Feb 16 2013
Sixty-three people have been killed after a bomb ripped through a busy vegetable market in the Pakistani city of Quetta, a police chief has said.
Local police chief Zubair Mahmood revealed the death toll a few hours after the bomb detonated on Saturday evening.
Some 180 people were also wounded in the attack, which occurred in a mostly Shia Muslim area. Police said that many of those wounded remain in a critical condition. The blast left some victims buried under rubble, although police have not revealed how many.
It is the deadliest incident since bombings in the same city killed 86 people earlier this year and led to a protest that eventually toppled the local government.
Shias, a minority in the Sunni Muslim-dominated country, have come under increasing attack by militant groups who view them as heretics and non-Muslims.
Senior police officer Wazir Khan Nasir said the bomb, set off in a residential suburb, was detonated by remote control.
Another officer, Samiullah Khan, said police were investigating whether the bomb was planted in a rickshaw parked in the crowded vegetable market. He said the bomb was detonated while dozens of women and children were shopping for the evening meal.
Local residents rushed the victims to three different area hospitals.

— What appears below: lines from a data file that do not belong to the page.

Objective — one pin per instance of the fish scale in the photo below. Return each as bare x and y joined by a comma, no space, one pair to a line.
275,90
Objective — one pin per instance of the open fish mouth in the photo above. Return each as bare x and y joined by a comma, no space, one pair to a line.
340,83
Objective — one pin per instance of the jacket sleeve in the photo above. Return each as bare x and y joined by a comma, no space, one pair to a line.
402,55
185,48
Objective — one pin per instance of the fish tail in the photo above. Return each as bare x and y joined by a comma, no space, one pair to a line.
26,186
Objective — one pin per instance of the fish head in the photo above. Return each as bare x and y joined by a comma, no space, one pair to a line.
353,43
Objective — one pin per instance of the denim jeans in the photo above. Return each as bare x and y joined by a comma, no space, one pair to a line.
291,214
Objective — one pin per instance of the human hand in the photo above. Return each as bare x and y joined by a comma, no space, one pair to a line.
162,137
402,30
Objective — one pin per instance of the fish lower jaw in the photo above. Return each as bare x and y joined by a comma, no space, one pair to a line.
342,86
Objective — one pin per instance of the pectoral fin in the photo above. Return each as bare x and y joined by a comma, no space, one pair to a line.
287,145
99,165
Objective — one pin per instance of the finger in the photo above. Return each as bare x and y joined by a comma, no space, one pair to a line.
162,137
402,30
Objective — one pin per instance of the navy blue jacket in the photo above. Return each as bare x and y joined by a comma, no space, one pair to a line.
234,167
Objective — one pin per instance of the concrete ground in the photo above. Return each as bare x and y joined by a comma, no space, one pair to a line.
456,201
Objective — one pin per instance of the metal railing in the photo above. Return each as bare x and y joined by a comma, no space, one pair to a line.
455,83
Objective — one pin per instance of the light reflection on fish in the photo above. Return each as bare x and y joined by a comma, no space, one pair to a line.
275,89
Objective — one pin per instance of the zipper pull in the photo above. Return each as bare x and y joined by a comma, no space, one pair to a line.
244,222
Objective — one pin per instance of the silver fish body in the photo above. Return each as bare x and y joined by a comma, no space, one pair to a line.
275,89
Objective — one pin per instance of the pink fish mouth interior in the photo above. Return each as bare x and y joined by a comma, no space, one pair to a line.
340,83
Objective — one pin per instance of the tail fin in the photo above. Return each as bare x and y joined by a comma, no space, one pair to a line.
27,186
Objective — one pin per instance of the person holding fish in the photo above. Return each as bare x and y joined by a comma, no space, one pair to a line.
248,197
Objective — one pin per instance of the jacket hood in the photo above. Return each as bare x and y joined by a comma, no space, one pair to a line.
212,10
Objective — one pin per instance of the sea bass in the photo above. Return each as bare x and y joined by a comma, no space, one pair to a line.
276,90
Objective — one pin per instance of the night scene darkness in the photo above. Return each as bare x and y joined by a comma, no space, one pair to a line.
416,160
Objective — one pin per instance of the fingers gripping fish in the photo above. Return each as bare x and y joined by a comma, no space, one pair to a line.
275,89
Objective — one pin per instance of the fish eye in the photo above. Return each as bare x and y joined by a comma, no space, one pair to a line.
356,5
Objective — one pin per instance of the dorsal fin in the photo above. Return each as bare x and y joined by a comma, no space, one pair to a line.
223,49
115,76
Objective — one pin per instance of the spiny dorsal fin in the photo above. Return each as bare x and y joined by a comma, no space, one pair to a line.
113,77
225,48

Television footage of the scene showed the rubble of the destroyed buildings with fruits and vegetables from what just minutes earlier was a lively market littered across the ground next to destroyed street carts.
Members of the minority Shia sect took to the city streets in protest, blocking roads with burning tyres and throwing stones at passing vehicles.
Many also started firing into the air in an attempt to keep people away from the area in case there was a second explosion. Sometimes insurgents stagger the explosions as a way to target people who rush to the scene to help, thus increasing the death toll.